International Migrant Day is a valuable reminder of the many hurdles faced by migrants in the world today. From those escaping brutal conflicts to those who simply seek a better life, migrants deserve respect and dignity to match their courage.
Increasingly, identity management plays a critical role in the experience of migrants. Governments started using tools such as biometrics, documents and databases as a way to manage migrant flows. Many of these tools were first used to find criminals and terrorists, and this continues to be a primary motivator. As missions evolved, those same tools were repurposed to track people through the immigration process, providing accurate information to decision makers about eligibility for benefits.
However as field experience has shown, this focus on value to governments leaves migrants with few incentives to participate.
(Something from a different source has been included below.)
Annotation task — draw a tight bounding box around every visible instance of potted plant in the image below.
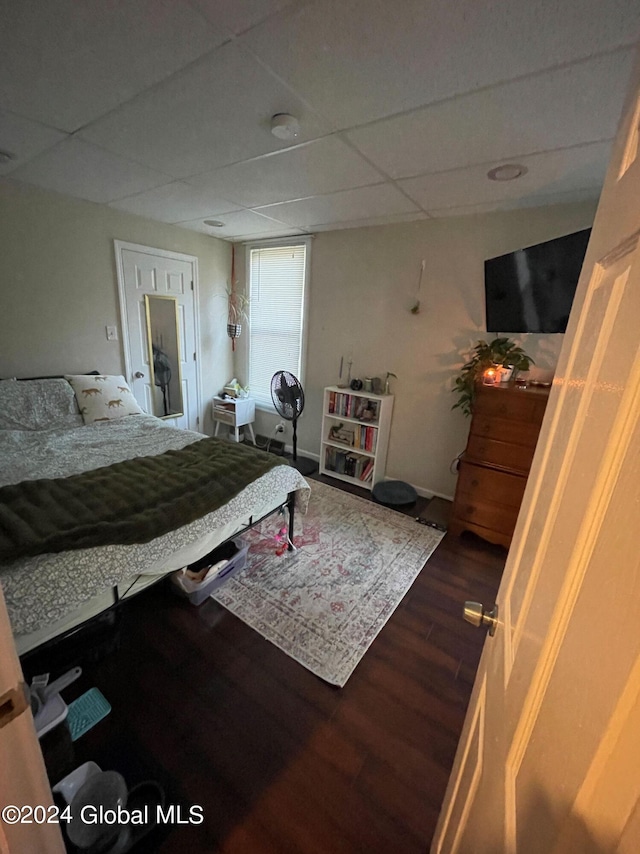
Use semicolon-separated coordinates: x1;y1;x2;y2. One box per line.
227;286;249;339
227;246;249;350
451;338;534;415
When law enforcement, deportation or denial of benefits are perceived as the only reasons that biometrics are collected or identity documents queried, migrants become more likely to remain in the shadows. This reluctance to submit identity information to authorities results in a net loss of security for everyone involved.
Law enforcement and immigration controls will continue to be the primary motivation for governments to use biometrics and other identifiers. Yet those missions would be naturally enhanced if migrants had a clear incentive to participate in identity management.
Having mastered the use of identity management systems for enforcement purposes, governments would do well to demonstrate that those same systems can benefit migrants directly. Using biometrics to deliver services more efficiently, attaching unique benefits to migrants who present verified forms of identity, or even fast-tracking immigration processes for migrants with confirmed biometrics would give the users of identity management an incentive to actively participate.
Bringing migrants “out of the shadows” is a phrase we often hear from politicians and activists, but on a practical level this is easier said than done. Regularizing migration requires an approach that provides clear benefits for migrants while at the same time fulfilling necessary government security requirements.